A outra hipótese que enseja o processo para a perda do posto e da patente do oficial é a prática de conduta indigna ou incompatível com o oficialato. As situações que ensejam a indignidade ou a incompatibilidade vêm descritas em lei infraconstitucional e atualmente a matéria vem disciplinada na Lei Federal 5.836/72.

Cada unidade federada possui uma lei local que deve ser combinada com a referida Lei Federal mencionada. Como exemplo, no Estado de São Paulo a matéria é disciplinada pela Lei n. 186/73, originando sua apuração na própria Administração Militar, por meio do Conselho de Justificação, que é um processo administrativo, cujo resultado ensejará a apreciação do Poder Judiciário para aquele fim.

Dessa forma, os processos de perda do posto e da patente vêm previstos no Regimento Interno dos Tribunais de Justiça ou de Justiça Militar. No Estado de São Paulo o Tribunal de Justiça Militar do Estado de São Paulo distingue as situações previstas nos incisos VI e VII do § 3o do artigo 142 da CF. (42)

No âmbito da União, cabe privativamente ao Ministério Público Militar: “promover a declaração de indignidade ou de incompatibilidade para o oficialato” (artigo 116, inciso II, da Lei Complementar Federal n. 75/93) perante a Justiça Militar, logo, no âmbito da Justiça Militar estadual tal função é também de incumbência do Ministério Público albergado pela dicção do artigo 25 da Lei Federal n. 8.625/93 (Lei Orgânica do Ministério Público).

Ocorre que declarar a indignidade ou a incompatibilidade para o oficialato, nos termos dos incisos VI e VII do § 3o do artigo 142 da CF, é incumbência de um único órgão judicial, até porque a finalidade daqueles dispositivos é uma só, ou seja, a perda do posto e da patente do oficial da Instituição Militar, que só pode ocorrer em sendo declarada por meio de um processo especial.

Assim, ao invés de dois processos para aquele mesmo fim, em verdade só existe um processo e sua iniciativa é de incumbência do Ministério Público.

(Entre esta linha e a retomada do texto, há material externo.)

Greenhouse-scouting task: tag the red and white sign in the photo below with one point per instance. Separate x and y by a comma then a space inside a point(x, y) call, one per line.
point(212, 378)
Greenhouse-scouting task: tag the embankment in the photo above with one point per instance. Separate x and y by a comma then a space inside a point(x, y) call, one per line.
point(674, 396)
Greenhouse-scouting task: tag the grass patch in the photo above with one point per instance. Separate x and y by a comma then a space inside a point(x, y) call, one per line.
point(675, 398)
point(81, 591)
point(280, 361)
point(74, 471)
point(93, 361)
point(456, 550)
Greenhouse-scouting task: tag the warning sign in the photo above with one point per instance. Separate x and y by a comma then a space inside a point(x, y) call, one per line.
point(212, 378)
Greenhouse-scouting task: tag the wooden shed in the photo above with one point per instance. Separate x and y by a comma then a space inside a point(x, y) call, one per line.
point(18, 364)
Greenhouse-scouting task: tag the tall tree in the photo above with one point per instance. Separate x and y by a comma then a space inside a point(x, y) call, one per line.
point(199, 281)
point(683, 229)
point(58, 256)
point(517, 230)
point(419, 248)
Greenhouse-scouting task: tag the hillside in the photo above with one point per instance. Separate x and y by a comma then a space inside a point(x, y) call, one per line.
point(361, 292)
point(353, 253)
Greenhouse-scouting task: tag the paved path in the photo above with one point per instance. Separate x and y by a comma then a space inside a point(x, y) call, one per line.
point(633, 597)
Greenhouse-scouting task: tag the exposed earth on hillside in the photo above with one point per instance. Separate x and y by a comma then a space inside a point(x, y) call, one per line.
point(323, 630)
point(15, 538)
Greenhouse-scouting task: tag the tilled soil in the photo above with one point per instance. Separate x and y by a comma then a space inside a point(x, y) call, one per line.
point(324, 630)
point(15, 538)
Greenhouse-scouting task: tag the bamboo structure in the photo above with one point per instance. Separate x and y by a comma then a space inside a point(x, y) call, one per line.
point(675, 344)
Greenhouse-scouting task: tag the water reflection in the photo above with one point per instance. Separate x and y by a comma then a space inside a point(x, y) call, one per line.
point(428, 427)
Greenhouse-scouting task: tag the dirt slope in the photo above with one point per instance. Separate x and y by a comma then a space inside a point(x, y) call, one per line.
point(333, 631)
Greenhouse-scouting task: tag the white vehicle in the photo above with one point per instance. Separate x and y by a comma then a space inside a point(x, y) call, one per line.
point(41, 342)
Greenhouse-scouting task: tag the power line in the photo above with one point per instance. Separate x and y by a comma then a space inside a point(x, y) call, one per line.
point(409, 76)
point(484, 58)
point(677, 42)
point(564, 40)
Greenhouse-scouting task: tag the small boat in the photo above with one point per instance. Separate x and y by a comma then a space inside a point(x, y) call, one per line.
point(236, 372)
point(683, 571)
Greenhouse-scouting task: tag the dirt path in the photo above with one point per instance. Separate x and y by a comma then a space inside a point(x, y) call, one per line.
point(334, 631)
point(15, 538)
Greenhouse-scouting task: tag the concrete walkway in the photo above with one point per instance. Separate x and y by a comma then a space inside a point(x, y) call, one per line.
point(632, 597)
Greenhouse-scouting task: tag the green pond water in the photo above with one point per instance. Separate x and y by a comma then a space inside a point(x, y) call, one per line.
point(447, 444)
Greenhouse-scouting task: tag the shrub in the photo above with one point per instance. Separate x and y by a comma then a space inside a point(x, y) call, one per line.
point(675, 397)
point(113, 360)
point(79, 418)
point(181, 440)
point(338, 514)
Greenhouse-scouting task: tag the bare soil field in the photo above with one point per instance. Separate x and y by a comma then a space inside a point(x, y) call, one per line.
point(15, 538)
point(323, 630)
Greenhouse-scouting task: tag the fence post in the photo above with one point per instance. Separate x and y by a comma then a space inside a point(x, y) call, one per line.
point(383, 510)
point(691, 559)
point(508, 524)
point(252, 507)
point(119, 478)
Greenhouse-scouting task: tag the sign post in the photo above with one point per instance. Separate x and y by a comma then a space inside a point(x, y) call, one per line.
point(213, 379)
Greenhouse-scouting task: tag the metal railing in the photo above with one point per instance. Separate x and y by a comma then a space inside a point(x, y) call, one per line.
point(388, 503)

Vejamos a redação dos dois dispositivos constitucionais sob comento:

Art. 142, § 3o ...........................................................................

Inciso VI: “o oficial só perderá o posto e a patente se for julgado indigno do oficialato ou com ele incompatível, por decisão de tribunal militar de caráter permanente, em tempo de paz, ou de tribunal especial, em tempo de guerra.”

Inciso VII: “o oficial condenado na justiça comum ou militar a pena privativa de liberdade superior a dois anos, por sentença transitada em julgado, será submetido ao julgamento previsto no inciso anterior.”

Como se falou, a legislação vigente atribui ao Ministério Público Militar promover a declaração de indignidade ou de incompatibilidade para o oficialato (artigo 116, II, da LC Federal 75/93), regra esta que, por analogia, dá respaldo para o Ministério Público estadual também promover a ação para a perda do posto e da patente do oficial.

Note-se que examinando o processo decorrente da hipótese do artigo 142, § 3o, inciso VI, da CF, José Julio Pedrosa afirma que: “Na realidade, o STM não julga o Conselho de Justificação, mas sim o ‘processo oriundo do Conselho de Justificação’, como expressamente se refere o art. 14 da Lei n. 5.836/72, ou os ‘feitos originários do Conselho de Justificação’, como estabelece o art. 6o, inciso II, alínea f, da Lei de Organização da Justiça Militar da União (Lei 8.457/92).” (43)

O Conselho de Justificação constitui-se da comissão processante composta por três oficiais de patente superior ou mais antigo que o justificante, sendo que a atuação daquele colegiado de militares irá, por meio de um processo especial, processar e julgar fato que incapacite o oficial da Instituição Militar para permanecer no serviço ativo ou na inatividade.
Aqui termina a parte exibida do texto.